## Parallel speculative addition via memoization

I’ve been thinking much more about parallel computation for the last couple of years, especially since starting to work at Tabula a year ago. Until getting into parallelism explicitly, I’d naïvely thought that my pure functional programming style was mostly free of sequential bias. After all, functional programming lacks the implicit accidental dependencies imposed by the imperative model. Now, however, I’m coming to see that designing parallel-friendly algorithms takes attention to minimizing the depth of the remaining, explicit data dependencies.

As an example, consider binary addition, carried out from least to most significant bit (as usual). We can immediately compute the first (least significant) bit of the result, but in order to compute the second bit, we’ll have to know whether or not a carry resulted from the first addition. More generally, the $(n+1)$*th* sum & carry require knowing the $n$*th* carry, so this algorithm does not allow parallel execution. Even if we have one processor per bit position, only one processor will be able to work at a time, due to the linear chain of dependencies.

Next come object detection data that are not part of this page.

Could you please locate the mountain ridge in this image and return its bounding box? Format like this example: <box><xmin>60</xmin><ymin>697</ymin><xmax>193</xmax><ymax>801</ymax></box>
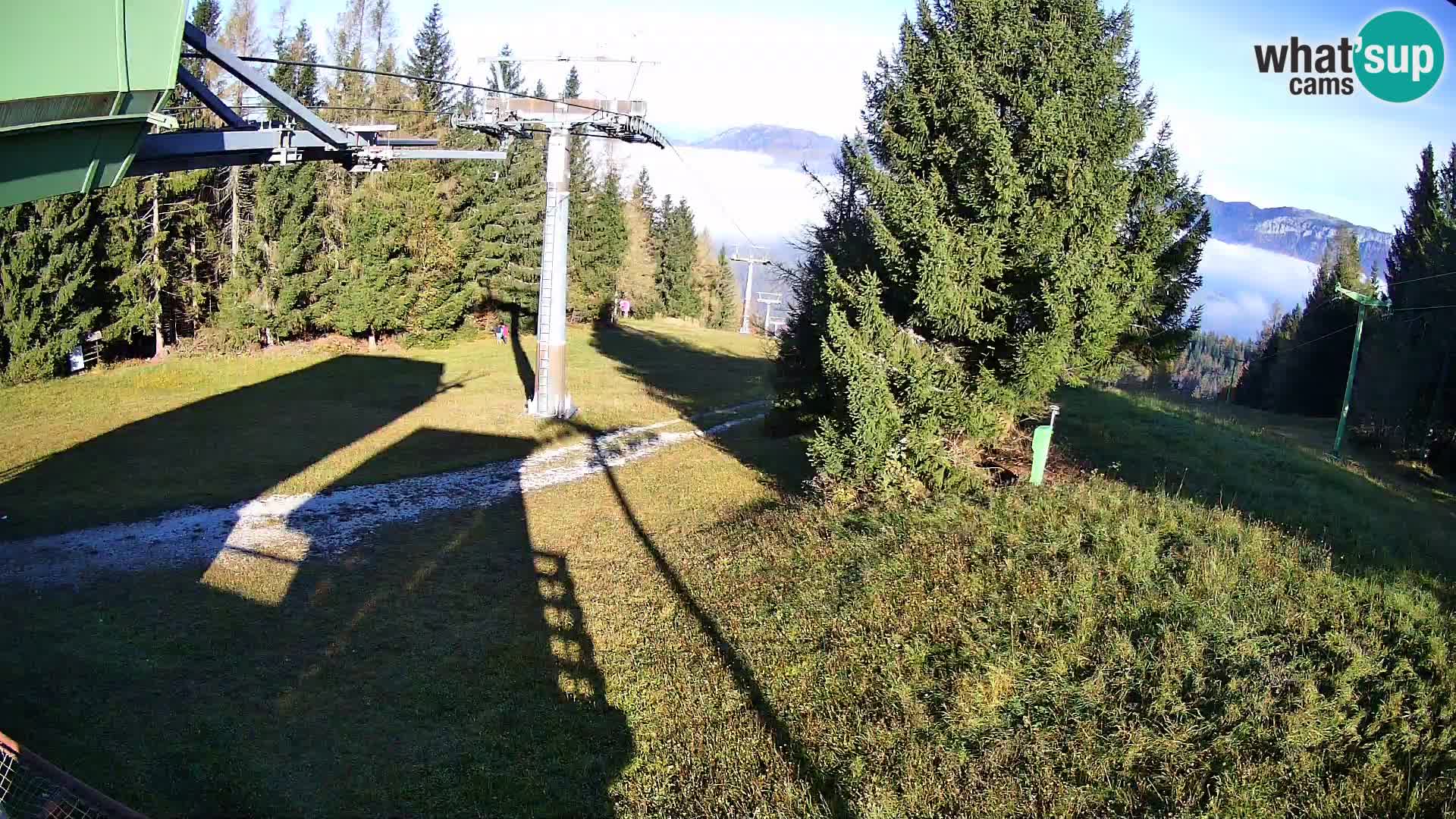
<box><xmin>1203</xmin><ymin>196</ymin><xmax>1395</xmax><ymax>275</ymax></box>
<box><xmin>689</xmin><ymin>122</ymin><xmax>839</xmax><ymax>174</ymax></box>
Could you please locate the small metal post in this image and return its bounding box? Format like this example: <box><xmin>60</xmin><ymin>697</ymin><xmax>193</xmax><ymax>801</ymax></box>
<box><xmin>1031</xmin><ymin>403</ymin><xmax>1062</xmax><ymax>487</ymax></box>
<box><xmin>1329</xmin><ymin>302</ymin><xmax>1367</xmax><ymax>460</ymax></box>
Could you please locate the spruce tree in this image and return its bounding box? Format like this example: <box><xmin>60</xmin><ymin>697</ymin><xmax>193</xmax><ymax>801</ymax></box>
<box><xmin>486</xmin><ymin>137</ymin><xmax>546</xmax><ymax>321</ymax></box>
<box><xmin>1354</xmin><ymin>146</ymin><xmax>1456</xmax><ymax>440</ymax></box>
<box><xmin>330</xmin><ymin>179</ymin><xmax>415</xmax><ymax>350</ymax></box>
<box><xmin>172</xmin><ymin>0</ymin><xmax>223</xmax><ymax>128</ymax></box>
<box><xmin>456</xmin><ymin>79</ymin><xmax>481</xmax><ymax>120</ymax></box>
<box><xmin>703</xmin><ymin>248</ymin><xmax>742</xmax><ymax>329</ymax></box>
<box><xmin>780</xmin><ymin>0</ymin><xmax>1205</xmax><ymax>493</ymax></box>
<box><xmin>655</xmin><ymin>196</ymin><xmax>703</xmax><ymax>318</ymax></box>
<box><xmin>218</xmin><ymin>162</ymin><xmax>326</xmax><ymax>344</ymax></box>
<box><xmin>632</xmin><ymin>165</ymin><xmax>657</xmax><ymax>213</ymax></box>
<box><xmin>0</xmin><ymin>194</ymin><xmax>102</xmax><ymax>383</ymax></box>
<box><xmin>405</xmin><ymin>3</ymin><xmax>456</xmax><ymax>114</ymax></box>
<box><xmin>1119</xmin><ymin>125</ymin><xmax>1213</xmax><ymax>359</ymax></box>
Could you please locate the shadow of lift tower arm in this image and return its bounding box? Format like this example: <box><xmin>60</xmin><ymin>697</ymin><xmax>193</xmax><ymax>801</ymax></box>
<box><xmin>568</xmin><ymin>421</ymin><xmax>855</xmax><ymax>819</ymax></box>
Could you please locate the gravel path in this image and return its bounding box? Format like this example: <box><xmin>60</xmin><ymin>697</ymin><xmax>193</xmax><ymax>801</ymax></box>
<box><xmin>0</xmin><ymin>400</ymin><xmax>764</xmax><ymax>586</ymax></box>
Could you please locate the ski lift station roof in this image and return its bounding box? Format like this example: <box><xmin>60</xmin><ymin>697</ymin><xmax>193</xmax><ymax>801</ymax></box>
<box><xmin>0</xmin><ymin>0</ymin><xmax>187</xmax><ymax>206</ymax></box>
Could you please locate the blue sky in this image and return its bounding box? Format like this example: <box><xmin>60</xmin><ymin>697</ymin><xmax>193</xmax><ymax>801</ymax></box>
<box><xmin>271</xmin><ymin>0</ymin><xmax>1456</xmax><ymax>335</ymax></box>
<box><xmin>275</xmin><ymin>0</ymin><xmax>1456</xmax><ymax>231</ymax></box>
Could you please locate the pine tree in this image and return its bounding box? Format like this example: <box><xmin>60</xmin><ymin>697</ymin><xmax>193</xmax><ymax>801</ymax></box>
<box><xmin>173</xmin><ymin>0</ymin><xmax>223</xmax><ymax>128</ymax></box>
<box><xmin>1119</xmin><ymin>125</ymin><xmax>1213</xmax><ymax>364</ymax></box>
<box><xmin>1265</xmin><ymin>228</ymin><xmax>1376</xmax><ymax>417</ymax></box>
<box><xmin>0</xmin><ymin>194</ymin><xmax>102</xmax><ymax>383</ymax></box>
<box><xmin>391</xmin><ymin>165</ymin><xmax>481</xmax><ymax>344</ymax></box>
<box><xmin>405</xmin><ymin>3</ymin><xmax>456</xmax><ymax>114</ymax></box>
<box><xmin>485</xmin><ymin>137</ymin><xmax>546</xmax><ymax>316</ymax></box>
<box><xmin>780</xmin><ymin>0</ymin><xmax>1200</xmax><ymax>493</ymax></box>
<box><xmin>218</xmin><ymin>163</ymin><xmax>325</xmax><ymax>344</ymax></box>
<box><xmin>617</xmin><ymin>190</ymin><xmax>661</xmax><ymax>318</ymax></box>
<box><xmin>703</xmin><ymin>248</ymin><xmax>742</xmax><ymax>329</ymax></box>
<box><xmin>102</xmin><ymin>175</ymin><xmax>171</xmax><ymax>359</ymax></box>
<box><xmin>1354</xmin><ymin>146</ymin><xmax>1456</xmax><ymax>443</ymax></box>
<box><xmin>456</xmin><ymin>79</ymin><xmax>481</xmax><ymax>120</ymax></box>
<box><xmin>221</xmin><ymin>0</ymin><xmax>264</xmax><ymax>108</ymax></box>
<box><xmin>330</xmin><ymin>179</ymin><xmax>415</xmax><ymax>350</ymax></box>
<box><xmin>654</xmin><ymin>196</ymin><xmax>703</xmax><ymax>318</ymax></box>
<box><xmin>328</xmin><ymin>0</ymin><xmax>370</xmax><ymax>108</ymax></box>
<box><xmin>566</xmin><ymin>165</ymin><xmax>628</xmax><ymax>321</ymax></box>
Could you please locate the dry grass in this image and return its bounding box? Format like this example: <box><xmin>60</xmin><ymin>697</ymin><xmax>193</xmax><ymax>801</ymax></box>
<box><xmin>0</xmin><ymin>322</ymin><xmax>770</xmax><ymax>539</ymax></box>
<box><xmin>0</xmin><ymin>366</ymin><xmax>1456</xmax><ymax>817</ymax></box>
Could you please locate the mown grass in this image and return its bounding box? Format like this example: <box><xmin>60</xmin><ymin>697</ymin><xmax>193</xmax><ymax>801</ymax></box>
<box><xmin>0</xmin><ymin>373</ymin><xmax>1456</xmax><ymax>816</ymax></box>
<box><xmin>1056</xmin><ymin>389</ymin><xmax>1456</xmax><ymax>574</ymax></box>
<box><xmin>0</xmin><ymin>322</ymin><xmax>769</xmax><ymax>539</ymax></box>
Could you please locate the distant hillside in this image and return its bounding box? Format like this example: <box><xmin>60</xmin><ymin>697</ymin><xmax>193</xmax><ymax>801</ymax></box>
<box><xmin>693</xmin><ymin>125</ymin><xmax>839</xmax><ymax>174</ymax></box>
<box><xmin>1204</xmin><ymin>196</ymin><xmax>1393</xmax><ymax>274</ymax></box>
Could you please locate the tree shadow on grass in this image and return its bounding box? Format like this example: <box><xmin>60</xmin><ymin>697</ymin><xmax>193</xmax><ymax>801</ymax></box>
<box><xmin>0</xmin><ymin>356</ymin><xmax>450</xmax><ymax>539</ymax></box>
<box><xmin>0</xmin><ymin>430</ymin><xmax>632</xmax><ymax>816</ymax></box>
<box><xmin>511</xmin><ymin>305</ymin><xmax>536</xmax><ymax>402</ymax></box>
<box><xmin>556</xmin><ymin>422</ymin><xmax>853</xmax><ymax>817</ymax></box>
<box><xmin>592</xmin><ymin>324</ymin><xmax>774</xmax><ymax>416</ymax></box>
<box><xmin>1056</xmin><ymin>388</ymin><xmax>1456</xmax><ymax>577</ymax></box>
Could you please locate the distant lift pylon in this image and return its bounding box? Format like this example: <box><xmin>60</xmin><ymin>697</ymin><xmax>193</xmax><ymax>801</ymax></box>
<box><xmin>453</xmin><ymin>96</ymin><xmax>667</xmax><ymax>419</ymax></box>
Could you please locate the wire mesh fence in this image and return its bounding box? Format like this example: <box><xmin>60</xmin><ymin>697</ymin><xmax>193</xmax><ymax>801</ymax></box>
<box><xmin>0</xmin><ymin>733</ymin><xmax>144</xmax><ymax>819</ymax></box>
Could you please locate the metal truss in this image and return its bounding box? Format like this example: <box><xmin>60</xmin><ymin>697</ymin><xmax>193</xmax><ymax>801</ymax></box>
<box><xmin>127</xmin><ymin>24</ymin><xmax>505</xmax><ymax>177</ymax></box>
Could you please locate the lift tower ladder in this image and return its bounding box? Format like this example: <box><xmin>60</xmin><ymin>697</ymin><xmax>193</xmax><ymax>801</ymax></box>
<box><xmin>453</xmin><ymin>95</ymin><xmax>667</xmax><ymax>419</ymax></box>
<box><xmin>730</xmin><ymin>245</ymin><xmax>769</xmax><ymax>335</ymax></box>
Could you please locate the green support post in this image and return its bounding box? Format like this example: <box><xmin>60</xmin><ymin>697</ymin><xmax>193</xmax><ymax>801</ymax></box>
<box><xmin>1329</xmin><ymin>286</ymin><xmax>1386</xmax><ymax>460</ymax></box>
<box><xmin>1031</xmin><ymin>403</ymin><xmax>1062</xmax><ymax>487</ymax></box>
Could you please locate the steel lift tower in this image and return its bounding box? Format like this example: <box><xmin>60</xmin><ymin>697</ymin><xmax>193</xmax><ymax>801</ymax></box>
<box><xmin>730</xmin><ymin>245</ymin><xmax>769</xmax><ymax>335</ymax></box>
<box><xmin>453</xmin><ymin>95</ymin><xmax>667</xmax><ymax>419</ymax></box>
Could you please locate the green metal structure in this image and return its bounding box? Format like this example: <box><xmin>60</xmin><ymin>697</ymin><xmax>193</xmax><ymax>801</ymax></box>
<box><xmin>1329</xmin><ymin>284</ymin><xmax>1391</xmax><ymax>460</ymax></box>
<box><xmin>1031</xmin><ymin>403</ymin><xmax>1062</xmax><ymax>487</ymax></box>
<box><xmin>0</xmin><ymin>0</ymin><xmax>187</xmax><ymax>206</ymax></box>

One general technique for improving parallelism is *speculation*—doing more work than might be needed so that we don’t have to wait to find out exactly what *will* be needed. In this post, we’ll see a progression of definitions for bitwise addition. We’ll start with a linear-depth chain of carry dependencies and end with logarithmic depth. Moreover, by making careful use of abstraction, these versions will be simply different type specializations of a single polymorphic definition with an extremely terse definition.

### A full adder

Let’s start with an adder for two one-bit numbers. Because of the possibility of overflow, the result will be two bits, which I’ll call “sum” and “carry”. So that we can chain these one-bit adders, we’ll also add a carry input.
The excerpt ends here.